Except apparently I had dreamed the part where my truck existed. Because the space it had occupied was just… plain pavement. A dull gray rectangle of asphalt with a faint ugly crescent of black where the wheels had been. Someone had swept most of the debris into a neat pile near the curb—charred bits of something unidentifiable, half a melted zip tie, a strip of plastic that might’ve once been part of my menu board.

If you hadn’t been to the truck, you might have assumed it was a little construction mess. Something temporary. Nothing important.

But I knew exactly where the tires had rested, where the hitch had sat, where the side door had opened—when it cooperated. My feet took me there automatically, like they were following grooves worn into the universe.

I stopped where the back wheel would’ve been and just… stood.

The world quieted around the edges. I could see people walking in and out of Pie Hard down the street, the big cedar tree in the square dripping with handmade ornaments. Everything looked normal, festive, annoyingly cheerful.

And here, in the middle, was a blank, too-bright patch in my life like someone had cut Pour Decisions out of the picture with scissors.

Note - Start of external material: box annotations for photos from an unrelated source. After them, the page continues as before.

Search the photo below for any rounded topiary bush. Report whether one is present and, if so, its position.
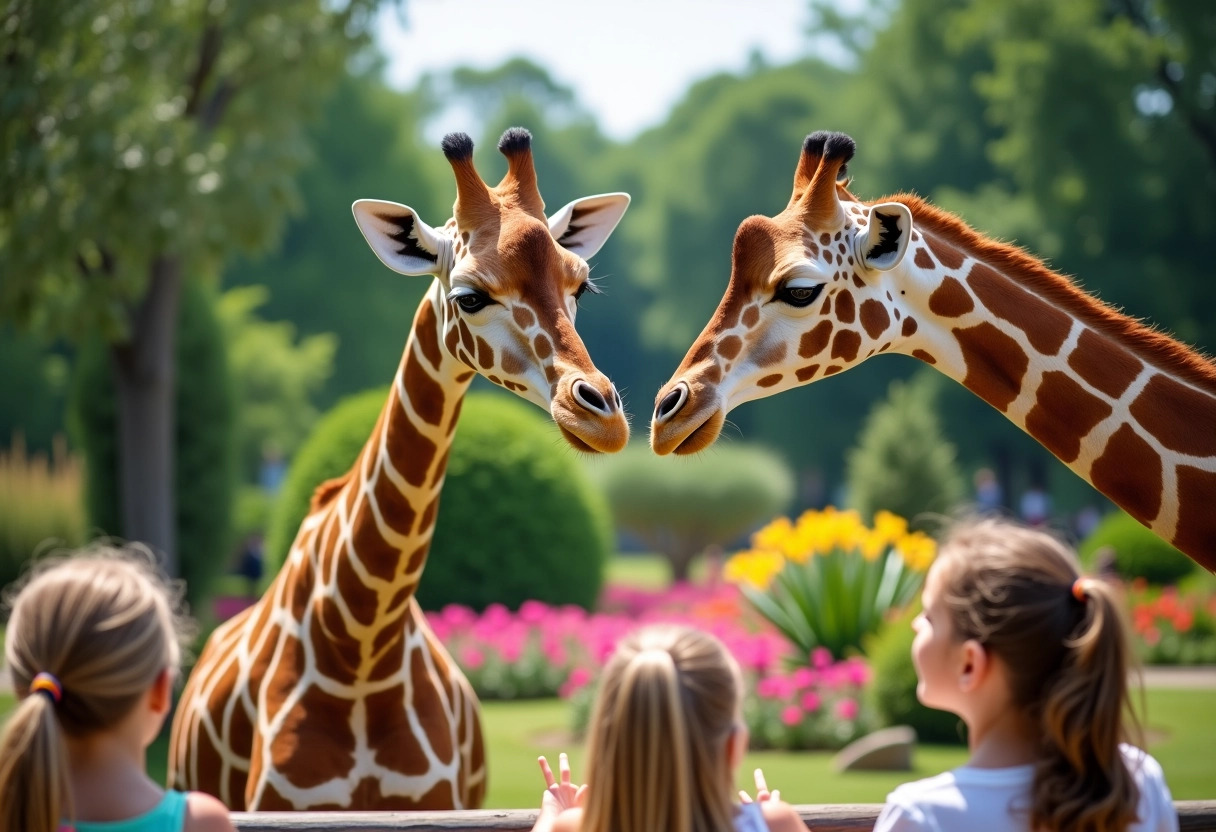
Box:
[866,605,966,744]
[266,388,612,609]
[1080,511,1195,584]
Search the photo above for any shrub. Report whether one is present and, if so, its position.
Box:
[1080,511,1195,585]
[866,605,966,744]
[845,373,966,529]
[266,389,610,609]
[71,280,235,608]
[725,507,936,660]
[592,443,794,581]
[0,435,85,589]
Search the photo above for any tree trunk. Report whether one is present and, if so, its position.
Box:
[111,255,181,578]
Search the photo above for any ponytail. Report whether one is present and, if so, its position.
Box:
[0,695,72,832]
[939,519,1139,832]
[1031,579,1139,832]
[581,626,739,832]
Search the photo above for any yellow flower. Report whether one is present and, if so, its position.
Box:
[722,550,786,590]
[874,511,908,544]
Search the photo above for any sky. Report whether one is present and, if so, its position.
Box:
[379,0,810,140]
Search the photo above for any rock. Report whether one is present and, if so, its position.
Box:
[833,725,916,771]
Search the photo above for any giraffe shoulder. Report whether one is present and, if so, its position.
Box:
[309,472,350,513]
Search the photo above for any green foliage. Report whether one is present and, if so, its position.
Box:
[848,372,966,529]
[266,389,610,609]
[0,435,85,589]
[725,508,936,662]
[866,605,966,743]
[218,286,337,480]
[71,281,235,606]
[1079,511,1195,584]
[592,443,794,580]
[0,0,377,337]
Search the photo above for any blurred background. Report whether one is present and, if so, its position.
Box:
[0,0,1216,804]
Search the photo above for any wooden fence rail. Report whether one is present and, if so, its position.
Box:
[232,800,1216,832]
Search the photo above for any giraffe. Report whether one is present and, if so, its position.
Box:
[169,128,629,810]
[651,133,1216,569]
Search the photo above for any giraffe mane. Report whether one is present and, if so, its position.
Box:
[880,193,1216,393]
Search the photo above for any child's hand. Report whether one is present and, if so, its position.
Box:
[536,753,587,826]
[739,769,781,803]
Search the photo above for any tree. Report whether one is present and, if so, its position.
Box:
[216,286,338,482]
[0,0,389,573]
[848,369,966,530]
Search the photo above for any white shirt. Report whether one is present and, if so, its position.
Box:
[874,744,1178,832]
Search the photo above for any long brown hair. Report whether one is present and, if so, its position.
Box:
[580,626,741,832]
[0,547,186,832]
[939,519,1139,832]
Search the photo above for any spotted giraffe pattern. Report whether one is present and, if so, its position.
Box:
[169,130,629,810]
[651,134,1216,569]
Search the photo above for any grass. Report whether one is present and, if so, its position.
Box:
[483,688,1216,809]
[0,688,1216,809]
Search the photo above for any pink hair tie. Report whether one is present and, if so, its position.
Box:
[29,673,63,704]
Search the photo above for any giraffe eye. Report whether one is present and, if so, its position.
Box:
[772,283,826,308]
[574,280,599,303]
[447,287,495,313]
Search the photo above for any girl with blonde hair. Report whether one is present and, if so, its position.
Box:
[0,547,233,832]
[534,626,806,832]
[874,519,1178,832]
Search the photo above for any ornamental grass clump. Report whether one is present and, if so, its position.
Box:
[725,507,938,663]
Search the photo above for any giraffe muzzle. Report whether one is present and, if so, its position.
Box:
[570,378,620,416]
[654,382,688,425]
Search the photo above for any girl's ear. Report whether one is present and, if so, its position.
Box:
[958,639,992,693]
[148,668,173,714]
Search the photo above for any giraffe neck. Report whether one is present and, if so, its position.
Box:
[902,202,1216,569]
[280,280,474,678]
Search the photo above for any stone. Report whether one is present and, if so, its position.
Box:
[833,725,916,771]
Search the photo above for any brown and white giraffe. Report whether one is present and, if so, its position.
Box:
[651,133,1216,569]
[169,128,629,810]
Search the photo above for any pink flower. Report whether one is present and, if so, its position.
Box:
[835,698,860,721]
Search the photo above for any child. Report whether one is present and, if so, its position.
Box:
[0,549,232,832]
[533,626,806,832]
[874,519,1178,832]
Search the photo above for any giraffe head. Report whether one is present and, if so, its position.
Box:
[353,128,629,452]
[651,133,912,454]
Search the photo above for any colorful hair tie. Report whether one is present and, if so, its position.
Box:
[29,673,63,704]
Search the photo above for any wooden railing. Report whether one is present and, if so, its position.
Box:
[232,800,1216,832]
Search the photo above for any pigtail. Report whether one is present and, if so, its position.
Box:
[1031,578,1139,832]
[0,693,71,832]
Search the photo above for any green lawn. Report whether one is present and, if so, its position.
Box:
[0,690,1216,809]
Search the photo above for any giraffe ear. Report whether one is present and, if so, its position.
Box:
[856,202,912,271]
[548,193,629,260]
[350,199,446,275]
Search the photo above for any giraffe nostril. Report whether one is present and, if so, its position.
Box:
[570,381,615,416]
[654,384,688,420]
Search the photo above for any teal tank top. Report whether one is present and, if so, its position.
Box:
[60,792,186,832]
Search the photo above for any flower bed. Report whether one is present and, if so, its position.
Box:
[1126,580,1216,664]
[428,584,871,748]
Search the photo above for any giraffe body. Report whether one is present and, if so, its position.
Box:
[651,134,1216,569]
[176,129,629,810]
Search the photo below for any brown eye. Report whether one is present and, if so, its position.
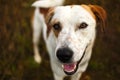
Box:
[79,22,88,29]
[53,23,61,30]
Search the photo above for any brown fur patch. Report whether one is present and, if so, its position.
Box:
[82,5,106,31]
[81,4,96,19]
[45,8,54,36]
[88,5,107,31]
[39,8,49,17]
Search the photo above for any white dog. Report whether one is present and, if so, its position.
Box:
[32,0,64,63]
[33,1,106,80]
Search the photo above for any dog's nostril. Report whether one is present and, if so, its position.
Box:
[56,48,73,63]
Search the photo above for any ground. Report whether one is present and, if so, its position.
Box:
[0,0,120,80]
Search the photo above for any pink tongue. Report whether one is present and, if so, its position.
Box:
[63,63,76,72]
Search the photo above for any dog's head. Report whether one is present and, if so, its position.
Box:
[46,5,106,75]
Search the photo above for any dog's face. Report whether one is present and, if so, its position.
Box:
[47,5,105,75]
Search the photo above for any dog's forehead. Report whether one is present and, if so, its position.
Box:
[54,5,94,20]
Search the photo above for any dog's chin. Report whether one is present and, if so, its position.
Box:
[62,62,79,75]
[62,47,87,75]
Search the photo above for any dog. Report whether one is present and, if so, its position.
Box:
[32,0,64,63]
[33,1,106,80]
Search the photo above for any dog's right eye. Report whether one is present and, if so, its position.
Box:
[53,23,61,30]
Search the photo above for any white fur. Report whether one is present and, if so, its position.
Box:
[32,0,64,63]
[32,0,64,8]
[33,0,96,80]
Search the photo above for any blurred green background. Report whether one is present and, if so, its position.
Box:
[0,0,120,80]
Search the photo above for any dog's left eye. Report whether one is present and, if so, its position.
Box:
[53,23,61,30]
[79,22,88,29]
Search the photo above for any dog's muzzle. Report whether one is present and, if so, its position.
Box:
[56,48,86,75]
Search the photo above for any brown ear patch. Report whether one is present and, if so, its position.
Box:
[88,5,106,31]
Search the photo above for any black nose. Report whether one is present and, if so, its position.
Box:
[56,48,73,63]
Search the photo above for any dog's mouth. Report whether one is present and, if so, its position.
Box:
[62,47,87,75]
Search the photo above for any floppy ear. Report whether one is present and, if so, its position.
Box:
[88,5,106,31]
[45,8,54,36]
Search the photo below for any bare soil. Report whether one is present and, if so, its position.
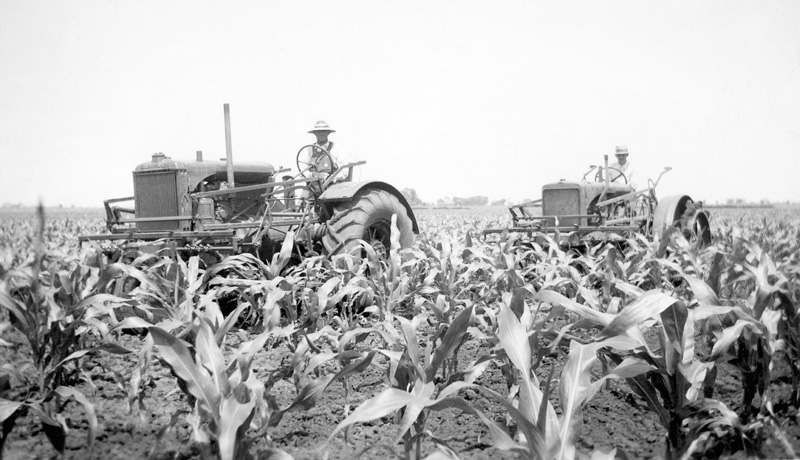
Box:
[0,324,800,460]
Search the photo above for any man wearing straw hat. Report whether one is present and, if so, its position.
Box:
[608,145,636,189]
[308,120,336,176]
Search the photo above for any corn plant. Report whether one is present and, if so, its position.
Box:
[0,206,129,454]
[150,319,287,460]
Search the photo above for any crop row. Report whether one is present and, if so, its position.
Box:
[0,207,800,460]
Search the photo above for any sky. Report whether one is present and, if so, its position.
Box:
[0,0,800,206]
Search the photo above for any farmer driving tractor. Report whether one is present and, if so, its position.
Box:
[608,145,636,190]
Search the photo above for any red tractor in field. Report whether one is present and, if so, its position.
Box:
[79,104,419,260]
[484,156,711,247]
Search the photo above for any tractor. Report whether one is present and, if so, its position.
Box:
[483,155,711,248]
[79,104,419,262]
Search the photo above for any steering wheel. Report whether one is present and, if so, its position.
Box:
[297,144,333,177]
[594,166,628,184]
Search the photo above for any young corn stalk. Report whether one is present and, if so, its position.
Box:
[150,319,291,460]
[0,206,129,457]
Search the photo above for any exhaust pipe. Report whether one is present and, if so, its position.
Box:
[223,103,236,188]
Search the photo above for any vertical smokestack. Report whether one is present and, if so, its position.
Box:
[223,103,235,188]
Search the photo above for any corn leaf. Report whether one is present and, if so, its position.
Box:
[0,398,22,424]
[556,340,597,460]
[150,326,221,420]
[600,290,678,338]
[217,386,256,460]
[426,306,473,382]
[194,321,231,399]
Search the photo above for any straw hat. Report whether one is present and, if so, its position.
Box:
[309,120,336,134]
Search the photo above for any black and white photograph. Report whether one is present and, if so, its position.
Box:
[0,0,800,460]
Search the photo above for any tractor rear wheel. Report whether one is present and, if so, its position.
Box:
[653,195,711,247]
[322,189,414,257]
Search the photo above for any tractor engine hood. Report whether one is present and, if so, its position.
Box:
[133,153,275,190]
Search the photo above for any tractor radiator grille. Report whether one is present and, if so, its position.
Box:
[133,171,180,232]
[542,189,583,227]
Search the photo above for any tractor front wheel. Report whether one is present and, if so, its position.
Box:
[322,189,414,257]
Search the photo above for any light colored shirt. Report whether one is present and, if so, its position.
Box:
[608,160,636,189]
[308,141,336,176]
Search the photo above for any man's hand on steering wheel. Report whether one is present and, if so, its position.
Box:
[594,166,628,184]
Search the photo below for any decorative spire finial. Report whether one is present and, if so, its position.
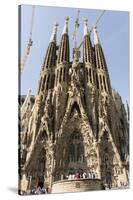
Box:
[62,17,69,34]
[84,17,89,36]
[93,26,100,45]
[50,22,59,42]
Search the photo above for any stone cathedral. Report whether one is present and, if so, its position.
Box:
[19,18,129,193]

Pepper came to stand on one side of me, hands stuffed in her coat pockets. Allie flanked the other, her expression carefully neutral. Meghan hung back a little, like she understood instinctively that this was a circle you couldn’t just shoulder into.

“You okay?” Pepper asked.

I let out a breath tinged with ash and sarcasm. “Define okay.”

“On a scale of one to ‘burn this town to the ground,’” Allie offered.

“Tempting,” I muttered.

A blackened smear on the asphalt marked the site, stubborn as the coffee stains on my favorite mugs. I stared at stain until my throat got tight.

“I thought it would look worse,” I said eventually.

Meghan shifted beside Pepper. “Worse how?”

I shrugged, the movement jerky. “More… devastation. Rubble. Twisted metal. Dramatic caution tape flapping in the breeze. Instead, it’s like I parked somewhere else and forgot. Like the last six years of my life didn’t happen.”

Nobody told me I was being dramatic. Because they were good friends.

A car drove past slowly, the driver peering out the window with the kind of nosy curiosity small towns practically bred in people. I turned my back, suddenly very aware that I’d been the centerpiece of Main Street’s disaster theater two nights ago.

The girls closed ranks without my having to ask, forming a little human shield between me and the street.

“You don’t have to stay and stare at it,” Allie said quietly. “We can go. There’s no rule that says you have to… pay your respects to a parking space.”

“It’s not a parking space. It was my everything.” The words came out flatter than I had intended. Too honest. Too naked.

Meghan slid an arm around my waist, squeezing once. “It still is. It just isn’t here right now.”

I swallowed around the lump in my throat. “Where did it get taken?”

Pepper shook her head. “Rhett said they moved the next morning, but he got pulled to a cal before he heard where.”

“Probably wherever they drag stuff for investigation and insurance,” Allie said. “Wreck lot or some such.”

Investigation. Insurance. Words that made my brain want to curl into a ball.

Great. Couldn’t wait.

“Hey,” a voice called from down the sidewalk. “Y’all okay?”